No de rôle : 06 / 03856

IT

S. A. D. DUCHESNE exerçant sous l'enseigne TV DIRECT DISTRIBUTION

c /

Madame Françoise X...
(bénéficie d'une aide juridictionnelle Partielle numéro 200613508 du 07 / 09 / 2006 accordée par le bureau d'aide juridictionnelle de BORDEAUX)

Nature de la décision : AU FOND

Grosse délivrée le :

à :

Rendu publiquement par mise à disposition de l'arrê

t au greffe de la Cour, les parties en ayant été préalablement avisées dans les conditions prévues à l'article 450 alinéa 2 du Nouveau Code de...

ARRET RENDU PAR LA

COUR D'APPEL DE BORDEAUX

--------------------------

Le : 7 février 2008

CINQUIEME CHAMBRE

No de rôle : 06 / 03856

IT

S. A. D. DUCHESNE exerçant sous l'enseigne TV DIRECT DISTRIBUTION

c /

Madame Françoise X...
(bénéficie d'une aide juridictionnelle Partielle numéro 200613508 du 07 / 09 / 2006 accordée par le bureau d'aide juridictionnelle de BORDEAUX)

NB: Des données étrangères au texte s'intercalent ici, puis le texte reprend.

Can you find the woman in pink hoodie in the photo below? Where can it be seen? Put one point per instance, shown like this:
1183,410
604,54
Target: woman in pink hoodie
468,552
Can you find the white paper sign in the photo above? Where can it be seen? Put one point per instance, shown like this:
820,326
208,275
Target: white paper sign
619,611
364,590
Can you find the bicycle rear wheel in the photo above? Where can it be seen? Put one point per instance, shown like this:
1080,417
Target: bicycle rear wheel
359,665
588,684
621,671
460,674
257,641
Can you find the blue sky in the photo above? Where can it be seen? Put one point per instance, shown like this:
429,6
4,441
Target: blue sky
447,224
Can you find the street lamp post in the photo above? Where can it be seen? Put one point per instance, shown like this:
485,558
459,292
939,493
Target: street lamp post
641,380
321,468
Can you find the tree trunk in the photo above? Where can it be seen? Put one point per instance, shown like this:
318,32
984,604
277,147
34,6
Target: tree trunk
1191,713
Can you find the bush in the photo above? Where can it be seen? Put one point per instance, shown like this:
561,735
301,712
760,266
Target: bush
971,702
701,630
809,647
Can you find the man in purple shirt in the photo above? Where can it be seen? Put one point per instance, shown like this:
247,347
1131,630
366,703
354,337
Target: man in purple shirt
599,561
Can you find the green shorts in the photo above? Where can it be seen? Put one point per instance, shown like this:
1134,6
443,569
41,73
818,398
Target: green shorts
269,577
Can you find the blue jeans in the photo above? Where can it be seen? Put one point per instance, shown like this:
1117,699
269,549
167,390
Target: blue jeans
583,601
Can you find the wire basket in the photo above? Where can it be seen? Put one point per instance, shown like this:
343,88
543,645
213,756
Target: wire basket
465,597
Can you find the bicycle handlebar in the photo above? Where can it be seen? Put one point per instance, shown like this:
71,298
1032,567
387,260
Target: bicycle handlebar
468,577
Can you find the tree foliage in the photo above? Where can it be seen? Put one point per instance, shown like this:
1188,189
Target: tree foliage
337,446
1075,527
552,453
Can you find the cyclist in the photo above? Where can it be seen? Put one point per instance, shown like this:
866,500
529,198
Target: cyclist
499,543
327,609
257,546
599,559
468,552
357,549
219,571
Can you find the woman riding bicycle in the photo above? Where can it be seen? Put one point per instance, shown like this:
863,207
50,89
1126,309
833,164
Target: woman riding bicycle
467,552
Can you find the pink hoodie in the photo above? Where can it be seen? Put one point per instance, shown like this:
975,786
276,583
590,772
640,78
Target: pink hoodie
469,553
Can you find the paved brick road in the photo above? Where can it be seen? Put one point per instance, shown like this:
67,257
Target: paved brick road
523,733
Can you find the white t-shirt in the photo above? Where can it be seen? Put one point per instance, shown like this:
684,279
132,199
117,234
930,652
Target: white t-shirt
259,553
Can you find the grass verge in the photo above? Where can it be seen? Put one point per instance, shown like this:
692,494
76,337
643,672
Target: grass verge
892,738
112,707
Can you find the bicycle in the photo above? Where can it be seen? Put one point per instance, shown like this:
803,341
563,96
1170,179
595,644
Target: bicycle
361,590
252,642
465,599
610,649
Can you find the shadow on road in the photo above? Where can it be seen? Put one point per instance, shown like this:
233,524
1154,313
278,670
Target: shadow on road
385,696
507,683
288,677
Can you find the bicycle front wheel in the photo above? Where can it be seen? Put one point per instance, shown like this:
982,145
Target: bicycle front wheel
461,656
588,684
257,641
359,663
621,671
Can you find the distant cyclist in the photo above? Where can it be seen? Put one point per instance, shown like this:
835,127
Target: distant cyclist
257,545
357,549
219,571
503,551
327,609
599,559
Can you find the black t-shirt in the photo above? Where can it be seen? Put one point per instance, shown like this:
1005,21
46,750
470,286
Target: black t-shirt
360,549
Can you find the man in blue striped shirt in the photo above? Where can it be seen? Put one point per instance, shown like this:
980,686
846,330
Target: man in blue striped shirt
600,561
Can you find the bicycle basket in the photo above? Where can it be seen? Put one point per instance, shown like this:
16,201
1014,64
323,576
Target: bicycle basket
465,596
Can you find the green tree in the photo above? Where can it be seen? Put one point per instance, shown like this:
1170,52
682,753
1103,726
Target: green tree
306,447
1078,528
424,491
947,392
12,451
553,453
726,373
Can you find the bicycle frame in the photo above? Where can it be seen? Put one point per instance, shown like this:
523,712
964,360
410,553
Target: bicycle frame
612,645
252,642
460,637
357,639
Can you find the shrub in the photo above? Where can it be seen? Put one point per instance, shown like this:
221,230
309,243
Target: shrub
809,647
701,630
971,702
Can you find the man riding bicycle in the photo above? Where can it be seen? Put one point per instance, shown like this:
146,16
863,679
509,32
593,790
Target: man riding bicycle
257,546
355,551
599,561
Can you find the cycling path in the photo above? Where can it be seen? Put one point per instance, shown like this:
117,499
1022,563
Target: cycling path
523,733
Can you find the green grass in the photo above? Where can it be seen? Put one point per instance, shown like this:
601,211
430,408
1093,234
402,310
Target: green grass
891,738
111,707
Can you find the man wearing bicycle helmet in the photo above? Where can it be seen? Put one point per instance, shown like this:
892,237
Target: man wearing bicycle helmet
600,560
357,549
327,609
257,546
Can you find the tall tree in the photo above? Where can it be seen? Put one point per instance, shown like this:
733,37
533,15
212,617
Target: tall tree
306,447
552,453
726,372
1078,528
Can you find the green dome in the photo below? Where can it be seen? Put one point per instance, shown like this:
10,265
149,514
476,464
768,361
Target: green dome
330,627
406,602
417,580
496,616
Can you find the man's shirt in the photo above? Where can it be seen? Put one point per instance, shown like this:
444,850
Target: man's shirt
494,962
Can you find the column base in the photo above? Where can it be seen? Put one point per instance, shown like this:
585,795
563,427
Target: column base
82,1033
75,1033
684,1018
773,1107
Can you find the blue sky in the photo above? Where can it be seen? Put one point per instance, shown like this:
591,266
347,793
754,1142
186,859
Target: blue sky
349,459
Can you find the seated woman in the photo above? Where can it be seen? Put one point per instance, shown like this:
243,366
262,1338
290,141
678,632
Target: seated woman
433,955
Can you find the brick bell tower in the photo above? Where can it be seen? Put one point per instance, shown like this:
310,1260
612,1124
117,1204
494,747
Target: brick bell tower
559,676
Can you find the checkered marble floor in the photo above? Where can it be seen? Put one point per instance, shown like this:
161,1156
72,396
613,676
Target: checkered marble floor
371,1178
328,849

Nature de la décision : AU FOND

Grosse délivrée le :

à :

Rendu publiquement par mise à disposition de l'arrêt au greffe de la Cour, les parties en ayant été préalablement avisées dans les conditions prévues à l'article 450 alinéa 2 du Nouveau Code de Procédure Civile,

Le 7 février 2008

Par Madame Edith O'YL, Conseiller
en présence de Monsieur Hervé GOUDOT, Greffier,

La COUR d'APPEL de BORDEAUX, CINQUIEME CHAMBRE, a, dans l'affaire opposant :

S. A. D. DUCHESNE exerçant sous l'enseigne TV DIRECT DISTRIBUTION dont le siège social est 30 rue de l'Industrie 1400 NIVELLE 01853 BELGIQUE

Représentée par la SCP Annie TAILLARD et Valérie JANOUEIX, avoués à la Cour assistée de Maître CHAS avocat au barreau de NICE

Appelante d'un jugement au fond rendu le 29 juin 2006 par le Tribunal de Grande Instance de BORDEAUX suivant déclaration d'appel en date du 21 Juillet 2006,

à :

Madame Françoise X... née le 31 Octobre 1938 à SAINT EMILION (33330) de nationalité française demeurant ... 33880 SAINT CAPRAIS DE BORDEAUX

Représentée par la SCP Luc BOYREAU et Raphael MONROUX, avoués à la Cour assistée de Maître LE GIGAN avocat au barreau de BORDEAUX

Intimée,

Rendu l'arrêt contradictoire suivant après que la cause a été débattue en audience publique, le 06 Décembre 2007 devant :

Madame Edith O'YL, Conseiller magistrat chargé du rapport tenant seule l'audience pour entendre les plaidoiries, les Avocats ne s'y étant pas opposés, en application de l'article 786 du nouveau code de procédure civile, assistée de Monsieur Hervé GOUDOT, Greffier,

Que Madame le Conseiller en a rendu compte à la Cour dans son délibéré, celle-ci étant composée de :

Monsieur Robert MIORI, Président,
Madame Josiane COLL, Conseiller,
Madame Edith O'YL, Conseiller,

Et qu'il en a été délibéré par les Magistrats du Siège ci-dessus désignés.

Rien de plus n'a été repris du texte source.